Declaration of conflicting interests
The author(s) declared the following potential conflicts of interest with respect to the research, authorship, and/or publication of this article: there were no competing interests for D De Bacquer, D De Smedt, E Clays, D Wood and G De Backer. Ž Reiner has received honoraria for lectures from Sanofi Aventis and Akcea. L Tokgözoğlu has had financial interests, arrangements or affiliations with Actelion, Amgen, Sanofi, Pfizer, Novonordisk, MSD, Recordati, Kowa, Abbott, Novartis, Mylan, Bayer, Servier and Sanovel. K Kotseva received consultancy fees from Amgen.
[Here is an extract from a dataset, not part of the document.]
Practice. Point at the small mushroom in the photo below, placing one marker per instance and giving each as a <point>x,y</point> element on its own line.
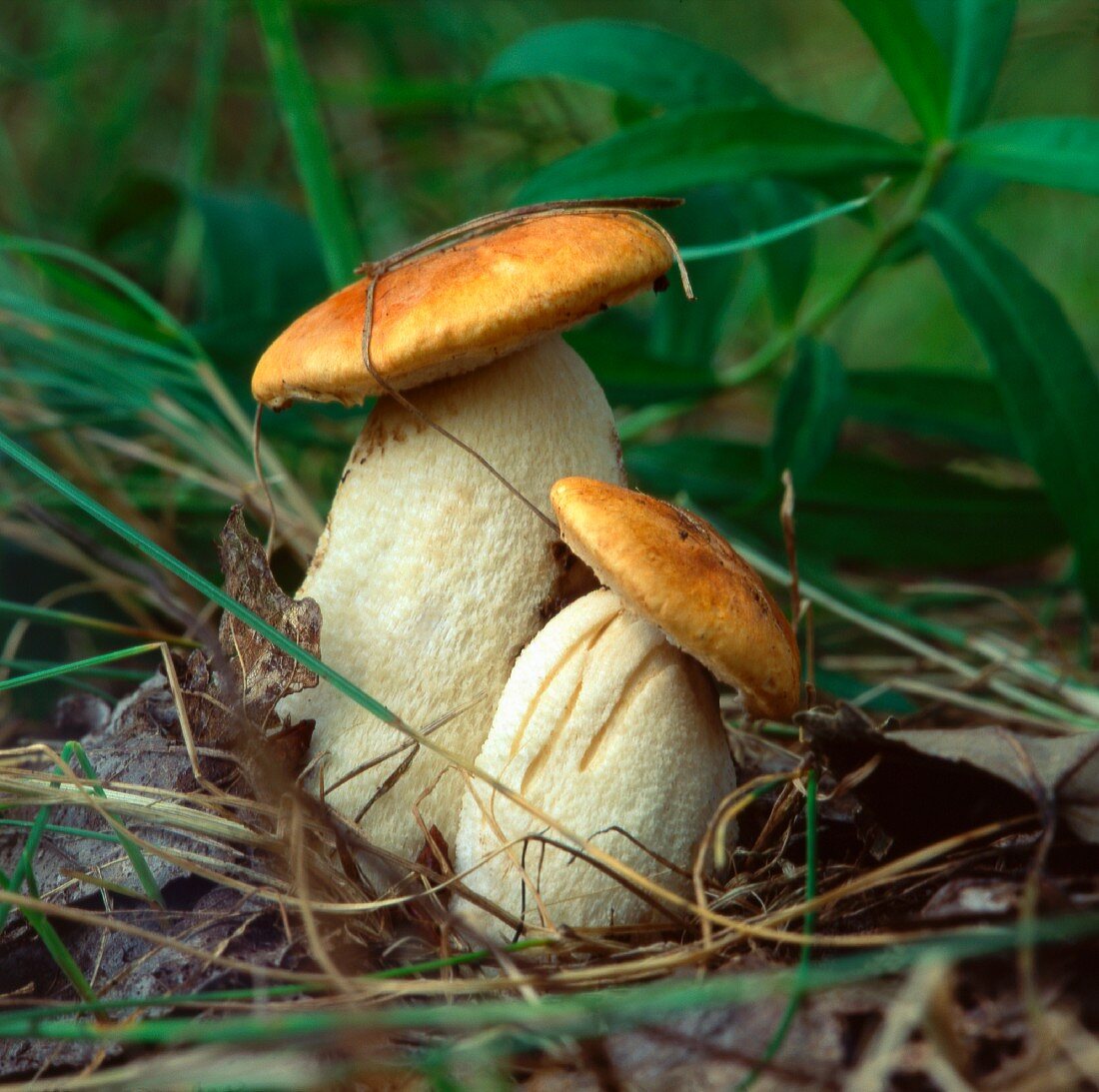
<point>430,575</point>
<point>610,724</point>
L Rydén has received honoraria and research grants from Amgen, Bayer AG, Boehringer Ingelheim, MSD, Novo Nordisk and Sanofi.
Funding
The author(s) disclosed receipt of the following financial support for the research, authorship, and/or publication of this article: the EUROASPIRE V survey was carried out under the auspices of the European Society of Cardiology, EURObservational Research Programme. The survey was supported through research grants to the European Society of Cardiology from Amgen, Eli Lilly, Sanofi, Pfizer, Ferrer and Novo Nordisk. The sponsors had no role in the study design, data collection, data analysis, data interpretation or decision to publish the manuscript.